A series of earthquakes from September 2010 to January 2012 caused extensive damage to the city of Christchurch and the greater Canterbury region in New Zealand, with 185 lives being lost. Numerous landmark buildings were badly damaged, over 100 buildings in the Central Business District were demolished, and many others were left in a derelict state. The aftermath of the earthquakes spurred a rapid recovery strategy to restore and revitalize the city through rebuilding, organizing land use and developing the residential sector.
The Christchurch recovery programme encompassed numerous sectors of activity, institutions and activities. The heritage and cultural-based recovery strategy included three principal programmes: the Heritage Recovery Programme, the Arts and Culture Recovery Programme and the Sport and Recreation Recovery Programme. The efforts were financed by the Christchurch Earthquake Appeal Trust launched in 2011, with NZ$20 million (US$14 million) allocated to heritage and culture projects. One of the most notable challenges was retaining heritage buildings as a resource and part of the city’s identity confronted with the need for rapid and wider earthquake recovery within available funding restrictions.
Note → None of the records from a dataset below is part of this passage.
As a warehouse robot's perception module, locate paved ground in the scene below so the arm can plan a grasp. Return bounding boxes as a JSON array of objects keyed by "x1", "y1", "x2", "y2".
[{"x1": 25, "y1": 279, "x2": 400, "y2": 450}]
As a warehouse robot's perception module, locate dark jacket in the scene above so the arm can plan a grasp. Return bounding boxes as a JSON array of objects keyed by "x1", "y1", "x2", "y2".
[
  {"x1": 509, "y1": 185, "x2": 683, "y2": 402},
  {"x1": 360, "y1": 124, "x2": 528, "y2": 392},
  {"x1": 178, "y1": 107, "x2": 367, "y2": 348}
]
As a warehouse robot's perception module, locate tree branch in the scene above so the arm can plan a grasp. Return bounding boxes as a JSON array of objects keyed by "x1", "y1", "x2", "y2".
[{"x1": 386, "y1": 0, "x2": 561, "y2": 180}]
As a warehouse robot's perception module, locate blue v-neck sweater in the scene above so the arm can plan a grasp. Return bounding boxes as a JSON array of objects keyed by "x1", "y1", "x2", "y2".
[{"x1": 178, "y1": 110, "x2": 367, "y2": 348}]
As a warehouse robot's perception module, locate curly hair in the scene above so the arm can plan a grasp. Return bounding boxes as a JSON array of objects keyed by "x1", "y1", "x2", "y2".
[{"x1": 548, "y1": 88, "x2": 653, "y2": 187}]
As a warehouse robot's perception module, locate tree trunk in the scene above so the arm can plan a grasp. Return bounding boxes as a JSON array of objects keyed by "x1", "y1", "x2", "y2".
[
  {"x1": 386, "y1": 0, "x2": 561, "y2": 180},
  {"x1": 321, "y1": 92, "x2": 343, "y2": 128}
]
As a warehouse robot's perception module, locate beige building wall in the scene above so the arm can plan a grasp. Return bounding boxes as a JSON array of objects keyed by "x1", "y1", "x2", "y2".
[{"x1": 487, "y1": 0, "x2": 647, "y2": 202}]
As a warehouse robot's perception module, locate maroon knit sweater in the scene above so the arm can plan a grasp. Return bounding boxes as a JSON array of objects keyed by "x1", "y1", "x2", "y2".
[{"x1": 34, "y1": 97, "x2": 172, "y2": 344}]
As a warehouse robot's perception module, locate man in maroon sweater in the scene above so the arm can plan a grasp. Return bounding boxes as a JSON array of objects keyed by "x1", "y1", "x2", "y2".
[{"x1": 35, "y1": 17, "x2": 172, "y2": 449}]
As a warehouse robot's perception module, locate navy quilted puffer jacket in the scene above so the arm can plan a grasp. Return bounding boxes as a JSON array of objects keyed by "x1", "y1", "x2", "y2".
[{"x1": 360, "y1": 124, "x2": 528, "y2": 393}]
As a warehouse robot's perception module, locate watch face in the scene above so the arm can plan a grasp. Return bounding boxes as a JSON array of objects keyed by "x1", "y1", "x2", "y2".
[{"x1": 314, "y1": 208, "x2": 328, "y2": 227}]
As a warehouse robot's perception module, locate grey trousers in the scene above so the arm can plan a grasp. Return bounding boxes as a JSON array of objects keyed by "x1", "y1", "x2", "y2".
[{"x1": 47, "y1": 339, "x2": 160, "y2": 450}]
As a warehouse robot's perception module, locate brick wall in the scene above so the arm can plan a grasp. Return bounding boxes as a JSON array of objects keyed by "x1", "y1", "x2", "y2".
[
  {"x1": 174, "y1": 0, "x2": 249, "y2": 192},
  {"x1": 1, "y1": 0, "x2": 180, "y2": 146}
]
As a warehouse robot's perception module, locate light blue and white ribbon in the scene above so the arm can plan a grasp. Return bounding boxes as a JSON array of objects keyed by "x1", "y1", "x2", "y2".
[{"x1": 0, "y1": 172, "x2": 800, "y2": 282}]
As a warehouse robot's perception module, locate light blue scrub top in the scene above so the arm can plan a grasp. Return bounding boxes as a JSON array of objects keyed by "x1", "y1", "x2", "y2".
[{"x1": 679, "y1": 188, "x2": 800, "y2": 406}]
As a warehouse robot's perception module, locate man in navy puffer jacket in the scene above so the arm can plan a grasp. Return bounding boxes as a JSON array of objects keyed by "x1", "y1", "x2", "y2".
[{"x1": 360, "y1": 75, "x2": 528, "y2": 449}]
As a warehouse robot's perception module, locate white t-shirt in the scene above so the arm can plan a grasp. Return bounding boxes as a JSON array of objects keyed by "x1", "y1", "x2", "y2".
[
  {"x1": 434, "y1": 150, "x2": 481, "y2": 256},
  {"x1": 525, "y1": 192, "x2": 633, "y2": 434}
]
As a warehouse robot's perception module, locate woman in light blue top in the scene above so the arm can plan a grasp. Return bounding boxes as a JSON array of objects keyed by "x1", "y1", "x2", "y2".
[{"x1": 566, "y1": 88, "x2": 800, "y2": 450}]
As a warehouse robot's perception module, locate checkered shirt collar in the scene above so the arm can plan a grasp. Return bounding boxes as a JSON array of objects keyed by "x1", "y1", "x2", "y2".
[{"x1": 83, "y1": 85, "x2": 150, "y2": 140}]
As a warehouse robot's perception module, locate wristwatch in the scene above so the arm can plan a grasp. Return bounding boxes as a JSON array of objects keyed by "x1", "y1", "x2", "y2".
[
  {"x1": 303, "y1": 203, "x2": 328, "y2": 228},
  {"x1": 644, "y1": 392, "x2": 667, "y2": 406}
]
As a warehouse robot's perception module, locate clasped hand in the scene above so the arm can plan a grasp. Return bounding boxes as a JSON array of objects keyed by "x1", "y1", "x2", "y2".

The recovery strategy placed heritage and cultural revitalization at the core of redevelopment, devising a plan with an integrated, all-encompassing vision. The Heritage Recovery Strategy covered land-based heritage, such as buildings whose historic value was recognized through inscription on the New Zealand Heritage List, historic areas, archaeological sites, heritage spaces and landscapes such as public squares, and places of cultural significance to the Ngāi Tahu. The Arts and Culture Recovery Programme, linked to the Christchurch Central Recovery Plan, addressed the revitalization of cultural industries as important components of urban life. The strategy focused on restoring and enhancing broad participation in arts and cultural activities, recovering infrastructure for cultural activities, strengthening the contribution of arts, culture and heritage to the revitalization and healing process of the city, and commemorating the lives lost during the earthquakes.